Multivariate Techniques
Method of Principal Components
First, we show how principal components analysis can be used as an exploratory technique (PCA). Interestingly, the known subgroups can be easily detected in the score plot when a PCA is done on the raw spectra, with no additional processing being required (Figure 1). Keep in mind from Part 1 that the samples are gluten and starch combinations, and that the colors represent the gluten fraction of the mixtures. While the spectra can be reliably categorized into groups, Spectra Data with the same gluten fraction still show significant variation. This will create issues with multivariate calibration. After we determine the best pre-processing procedure, this inaccuracy decreases noticeably.
An Adaptive Model-Based Multivariate Control Diagram
In order to find and eliminate potentially misleading outliers from a model, an outlier analysis is typically carried out. JMP’s PCA platform includes outlier analysis tools. In contrast, the Model Driven Multivariate Control Chart (MDMCC) became available in JMP 15 as a more robust tool for outlier analysis, enabling more in-depth exploration of root cause analysis and spectral comparisons for differences.

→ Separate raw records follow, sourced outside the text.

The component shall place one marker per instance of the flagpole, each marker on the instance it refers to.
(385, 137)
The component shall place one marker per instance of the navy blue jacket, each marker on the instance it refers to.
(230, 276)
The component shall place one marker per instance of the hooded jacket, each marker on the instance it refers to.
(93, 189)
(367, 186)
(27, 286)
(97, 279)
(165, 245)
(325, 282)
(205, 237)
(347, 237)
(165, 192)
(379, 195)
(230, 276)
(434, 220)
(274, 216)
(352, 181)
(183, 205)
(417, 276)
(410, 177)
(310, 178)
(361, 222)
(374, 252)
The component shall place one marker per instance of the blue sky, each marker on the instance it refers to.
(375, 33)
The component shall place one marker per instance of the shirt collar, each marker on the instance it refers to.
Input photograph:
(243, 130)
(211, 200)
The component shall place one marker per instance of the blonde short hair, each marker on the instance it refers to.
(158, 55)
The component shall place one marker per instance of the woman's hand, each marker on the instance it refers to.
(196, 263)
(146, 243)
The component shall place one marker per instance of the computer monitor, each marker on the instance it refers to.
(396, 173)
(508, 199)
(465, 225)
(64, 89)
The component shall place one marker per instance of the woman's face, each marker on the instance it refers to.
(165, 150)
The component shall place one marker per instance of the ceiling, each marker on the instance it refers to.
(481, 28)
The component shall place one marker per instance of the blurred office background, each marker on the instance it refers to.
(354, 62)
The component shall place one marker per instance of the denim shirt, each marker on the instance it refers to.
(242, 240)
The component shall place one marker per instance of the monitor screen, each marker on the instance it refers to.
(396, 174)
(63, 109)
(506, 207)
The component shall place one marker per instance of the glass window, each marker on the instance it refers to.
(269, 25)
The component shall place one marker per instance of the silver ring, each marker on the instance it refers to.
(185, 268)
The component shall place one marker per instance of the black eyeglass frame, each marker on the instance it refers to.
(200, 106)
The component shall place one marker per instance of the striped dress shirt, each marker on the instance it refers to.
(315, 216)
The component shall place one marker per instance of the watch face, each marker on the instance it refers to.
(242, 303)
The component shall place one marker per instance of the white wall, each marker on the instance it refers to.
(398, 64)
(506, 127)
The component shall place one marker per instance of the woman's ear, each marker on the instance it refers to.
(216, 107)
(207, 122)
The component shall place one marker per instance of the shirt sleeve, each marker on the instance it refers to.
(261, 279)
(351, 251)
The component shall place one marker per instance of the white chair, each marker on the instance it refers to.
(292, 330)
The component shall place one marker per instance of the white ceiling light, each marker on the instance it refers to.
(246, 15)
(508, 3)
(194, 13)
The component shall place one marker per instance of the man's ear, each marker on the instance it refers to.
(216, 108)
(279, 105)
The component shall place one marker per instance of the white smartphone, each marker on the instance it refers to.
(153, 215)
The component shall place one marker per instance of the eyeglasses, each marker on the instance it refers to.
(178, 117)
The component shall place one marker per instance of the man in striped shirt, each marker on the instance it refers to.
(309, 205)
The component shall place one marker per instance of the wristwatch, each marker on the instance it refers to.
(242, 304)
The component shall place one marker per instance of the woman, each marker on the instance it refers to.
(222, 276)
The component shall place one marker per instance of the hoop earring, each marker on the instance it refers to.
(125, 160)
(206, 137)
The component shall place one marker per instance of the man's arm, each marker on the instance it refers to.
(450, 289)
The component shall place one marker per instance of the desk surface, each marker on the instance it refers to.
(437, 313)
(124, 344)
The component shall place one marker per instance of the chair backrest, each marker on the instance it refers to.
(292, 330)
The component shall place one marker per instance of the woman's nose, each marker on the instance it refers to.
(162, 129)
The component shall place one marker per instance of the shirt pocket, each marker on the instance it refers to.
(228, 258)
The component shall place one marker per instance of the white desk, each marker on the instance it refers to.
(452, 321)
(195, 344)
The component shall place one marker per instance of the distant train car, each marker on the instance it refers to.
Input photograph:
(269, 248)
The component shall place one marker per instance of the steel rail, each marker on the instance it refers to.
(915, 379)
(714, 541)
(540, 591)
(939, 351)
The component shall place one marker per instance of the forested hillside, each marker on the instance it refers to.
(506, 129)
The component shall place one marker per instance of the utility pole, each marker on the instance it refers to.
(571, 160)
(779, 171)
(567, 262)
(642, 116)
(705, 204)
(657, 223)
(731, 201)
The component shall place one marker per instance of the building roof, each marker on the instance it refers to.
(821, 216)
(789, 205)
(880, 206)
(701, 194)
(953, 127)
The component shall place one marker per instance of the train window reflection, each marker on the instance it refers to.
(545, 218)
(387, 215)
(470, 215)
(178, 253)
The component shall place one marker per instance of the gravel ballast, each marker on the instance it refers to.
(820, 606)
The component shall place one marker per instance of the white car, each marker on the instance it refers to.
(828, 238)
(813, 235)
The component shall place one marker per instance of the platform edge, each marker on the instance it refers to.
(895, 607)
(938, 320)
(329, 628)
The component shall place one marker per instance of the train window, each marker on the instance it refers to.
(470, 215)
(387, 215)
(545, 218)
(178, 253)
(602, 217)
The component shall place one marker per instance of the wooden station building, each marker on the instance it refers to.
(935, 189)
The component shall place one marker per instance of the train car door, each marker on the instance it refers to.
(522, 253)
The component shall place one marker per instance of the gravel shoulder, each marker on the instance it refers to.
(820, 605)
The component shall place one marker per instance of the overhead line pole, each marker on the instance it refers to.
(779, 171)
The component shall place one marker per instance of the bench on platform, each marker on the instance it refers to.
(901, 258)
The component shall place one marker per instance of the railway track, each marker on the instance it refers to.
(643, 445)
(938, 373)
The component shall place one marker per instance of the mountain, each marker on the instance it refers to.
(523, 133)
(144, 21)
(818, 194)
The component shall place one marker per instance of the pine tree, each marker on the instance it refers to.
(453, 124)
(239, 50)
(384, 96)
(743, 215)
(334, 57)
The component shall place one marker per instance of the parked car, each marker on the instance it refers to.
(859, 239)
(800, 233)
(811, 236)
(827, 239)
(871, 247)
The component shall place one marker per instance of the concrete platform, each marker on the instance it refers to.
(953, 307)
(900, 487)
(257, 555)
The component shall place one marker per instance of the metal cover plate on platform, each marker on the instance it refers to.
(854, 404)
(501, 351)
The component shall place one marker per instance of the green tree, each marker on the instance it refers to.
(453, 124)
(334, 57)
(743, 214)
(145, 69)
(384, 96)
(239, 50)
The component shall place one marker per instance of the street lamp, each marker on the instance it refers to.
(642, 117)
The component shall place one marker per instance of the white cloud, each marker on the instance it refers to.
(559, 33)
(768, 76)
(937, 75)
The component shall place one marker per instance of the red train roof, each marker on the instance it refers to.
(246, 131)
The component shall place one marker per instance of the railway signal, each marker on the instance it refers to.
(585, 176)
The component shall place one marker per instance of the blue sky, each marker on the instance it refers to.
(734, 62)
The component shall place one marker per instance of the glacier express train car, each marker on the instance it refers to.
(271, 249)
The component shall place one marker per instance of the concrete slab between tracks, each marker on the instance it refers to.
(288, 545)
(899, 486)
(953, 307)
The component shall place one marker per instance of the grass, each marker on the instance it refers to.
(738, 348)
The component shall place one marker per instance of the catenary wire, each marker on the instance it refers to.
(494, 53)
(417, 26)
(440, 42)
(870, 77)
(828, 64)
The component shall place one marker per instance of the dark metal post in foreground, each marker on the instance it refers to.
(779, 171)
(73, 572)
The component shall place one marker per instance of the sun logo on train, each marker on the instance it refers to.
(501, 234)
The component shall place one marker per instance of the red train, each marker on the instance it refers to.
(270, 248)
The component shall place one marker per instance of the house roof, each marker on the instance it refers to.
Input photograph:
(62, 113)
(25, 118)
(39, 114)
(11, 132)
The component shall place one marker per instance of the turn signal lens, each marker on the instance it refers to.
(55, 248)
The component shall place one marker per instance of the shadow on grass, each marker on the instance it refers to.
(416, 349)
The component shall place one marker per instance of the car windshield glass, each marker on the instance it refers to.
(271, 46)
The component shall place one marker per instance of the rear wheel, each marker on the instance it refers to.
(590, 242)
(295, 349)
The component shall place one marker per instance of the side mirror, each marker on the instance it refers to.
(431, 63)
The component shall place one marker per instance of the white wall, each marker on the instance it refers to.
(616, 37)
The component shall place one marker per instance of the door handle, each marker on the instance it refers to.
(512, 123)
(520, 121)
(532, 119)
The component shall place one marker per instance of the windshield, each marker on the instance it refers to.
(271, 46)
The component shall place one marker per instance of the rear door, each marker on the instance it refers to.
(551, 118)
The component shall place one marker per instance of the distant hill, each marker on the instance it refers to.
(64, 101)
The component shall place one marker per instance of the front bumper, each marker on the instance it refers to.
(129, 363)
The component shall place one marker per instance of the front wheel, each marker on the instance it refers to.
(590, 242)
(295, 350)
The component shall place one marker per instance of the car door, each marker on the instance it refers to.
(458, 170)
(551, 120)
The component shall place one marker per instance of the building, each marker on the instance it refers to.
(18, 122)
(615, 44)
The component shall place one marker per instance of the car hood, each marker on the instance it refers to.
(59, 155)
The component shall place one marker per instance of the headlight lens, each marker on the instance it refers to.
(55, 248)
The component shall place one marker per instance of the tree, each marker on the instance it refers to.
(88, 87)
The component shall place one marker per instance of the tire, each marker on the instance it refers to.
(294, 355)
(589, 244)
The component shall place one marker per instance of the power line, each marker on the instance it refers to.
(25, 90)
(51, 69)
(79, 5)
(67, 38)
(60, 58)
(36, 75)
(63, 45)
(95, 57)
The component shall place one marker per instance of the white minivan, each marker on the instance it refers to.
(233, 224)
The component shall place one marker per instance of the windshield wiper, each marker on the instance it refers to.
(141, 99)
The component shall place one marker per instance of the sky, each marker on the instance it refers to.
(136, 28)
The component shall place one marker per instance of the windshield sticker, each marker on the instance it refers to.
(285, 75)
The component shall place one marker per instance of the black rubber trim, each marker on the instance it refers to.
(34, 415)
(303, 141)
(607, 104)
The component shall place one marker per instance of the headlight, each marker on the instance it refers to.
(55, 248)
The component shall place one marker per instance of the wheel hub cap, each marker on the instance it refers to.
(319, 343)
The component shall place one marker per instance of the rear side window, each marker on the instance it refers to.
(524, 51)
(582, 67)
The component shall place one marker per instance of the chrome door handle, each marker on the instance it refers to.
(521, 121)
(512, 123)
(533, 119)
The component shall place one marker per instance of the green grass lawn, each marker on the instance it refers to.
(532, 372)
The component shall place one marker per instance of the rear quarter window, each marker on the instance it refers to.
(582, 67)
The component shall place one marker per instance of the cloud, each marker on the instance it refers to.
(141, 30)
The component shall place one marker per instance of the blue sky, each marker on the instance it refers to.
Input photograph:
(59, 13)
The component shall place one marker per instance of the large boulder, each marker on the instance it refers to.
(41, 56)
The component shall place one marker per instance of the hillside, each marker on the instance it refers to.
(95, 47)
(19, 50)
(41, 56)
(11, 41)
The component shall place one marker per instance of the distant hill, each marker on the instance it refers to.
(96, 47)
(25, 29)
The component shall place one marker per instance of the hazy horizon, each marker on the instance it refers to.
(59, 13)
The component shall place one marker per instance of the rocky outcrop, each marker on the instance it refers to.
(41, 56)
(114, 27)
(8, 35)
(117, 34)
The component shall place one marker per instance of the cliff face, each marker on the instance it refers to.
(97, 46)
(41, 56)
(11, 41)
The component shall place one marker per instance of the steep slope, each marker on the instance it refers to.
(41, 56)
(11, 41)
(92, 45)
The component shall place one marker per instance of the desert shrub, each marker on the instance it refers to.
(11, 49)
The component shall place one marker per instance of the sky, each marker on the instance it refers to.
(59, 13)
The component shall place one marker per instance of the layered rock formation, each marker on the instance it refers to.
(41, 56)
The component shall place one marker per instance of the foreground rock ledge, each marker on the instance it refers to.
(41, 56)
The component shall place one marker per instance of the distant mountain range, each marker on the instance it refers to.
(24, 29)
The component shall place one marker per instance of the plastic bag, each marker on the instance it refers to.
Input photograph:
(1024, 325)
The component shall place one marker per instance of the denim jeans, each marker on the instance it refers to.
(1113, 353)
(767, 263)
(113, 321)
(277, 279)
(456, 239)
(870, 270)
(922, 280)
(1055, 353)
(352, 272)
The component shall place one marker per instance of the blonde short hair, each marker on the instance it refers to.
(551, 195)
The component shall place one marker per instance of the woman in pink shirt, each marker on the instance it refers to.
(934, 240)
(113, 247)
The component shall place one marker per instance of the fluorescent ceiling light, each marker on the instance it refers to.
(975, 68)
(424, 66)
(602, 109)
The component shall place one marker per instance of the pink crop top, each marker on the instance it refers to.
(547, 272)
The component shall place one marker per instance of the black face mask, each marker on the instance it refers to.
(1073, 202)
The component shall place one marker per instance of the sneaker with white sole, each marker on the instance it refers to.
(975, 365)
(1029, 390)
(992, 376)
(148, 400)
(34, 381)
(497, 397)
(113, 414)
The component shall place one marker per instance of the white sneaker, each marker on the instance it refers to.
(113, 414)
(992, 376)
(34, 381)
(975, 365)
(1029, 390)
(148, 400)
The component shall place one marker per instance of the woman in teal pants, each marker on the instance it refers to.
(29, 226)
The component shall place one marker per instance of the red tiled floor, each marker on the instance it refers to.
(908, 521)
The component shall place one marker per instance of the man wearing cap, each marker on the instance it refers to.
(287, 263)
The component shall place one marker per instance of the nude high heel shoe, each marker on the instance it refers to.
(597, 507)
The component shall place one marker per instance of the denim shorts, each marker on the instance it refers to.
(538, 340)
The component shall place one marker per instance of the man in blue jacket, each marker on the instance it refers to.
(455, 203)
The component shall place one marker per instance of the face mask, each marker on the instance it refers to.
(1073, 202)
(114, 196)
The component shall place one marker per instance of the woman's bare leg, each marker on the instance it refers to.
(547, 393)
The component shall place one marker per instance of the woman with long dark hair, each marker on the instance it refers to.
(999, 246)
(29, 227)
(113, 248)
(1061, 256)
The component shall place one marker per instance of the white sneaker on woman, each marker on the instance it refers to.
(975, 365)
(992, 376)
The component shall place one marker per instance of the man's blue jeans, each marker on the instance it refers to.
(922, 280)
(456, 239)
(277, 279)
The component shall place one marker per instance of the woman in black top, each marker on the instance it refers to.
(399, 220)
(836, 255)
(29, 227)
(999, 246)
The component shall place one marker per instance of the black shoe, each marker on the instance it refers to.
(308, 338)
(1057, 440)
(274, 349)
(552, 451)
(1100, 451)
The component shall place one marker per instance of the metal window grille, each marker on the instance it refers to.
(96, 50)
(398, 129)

Based on the PCA produced T2 and SPE charts, MDMCC identifies two spectra (13 and 14) as outliers for the spectra in this investigation (Figure 2). As seen by the T2 chart, these spots are extremely out of line with the data in the model plane, and as shown by the SPE chart, they are also rather far from the model plane itself. These spectra are 1) different from typical spectra, and 2) poorly fitted in the principal component analysis model. Since these two criteria are met, these points have the potential to be influential outliers and cause the PCA model plane to shift when it is fitted. There is a risk of a bad PCA model if they are in fact incorrect data. Aside from points 13 and 14, there are a few more that stand out as anomalies in the T2 chart but not the SPE chart. These outlying spots are less likely to be significant since they are statistically consistent with the PCA model even if they are located at a greater distance from the mean spectrum. Figure 4 provides a helpful depiction of the differences between T2 and SPE outliers.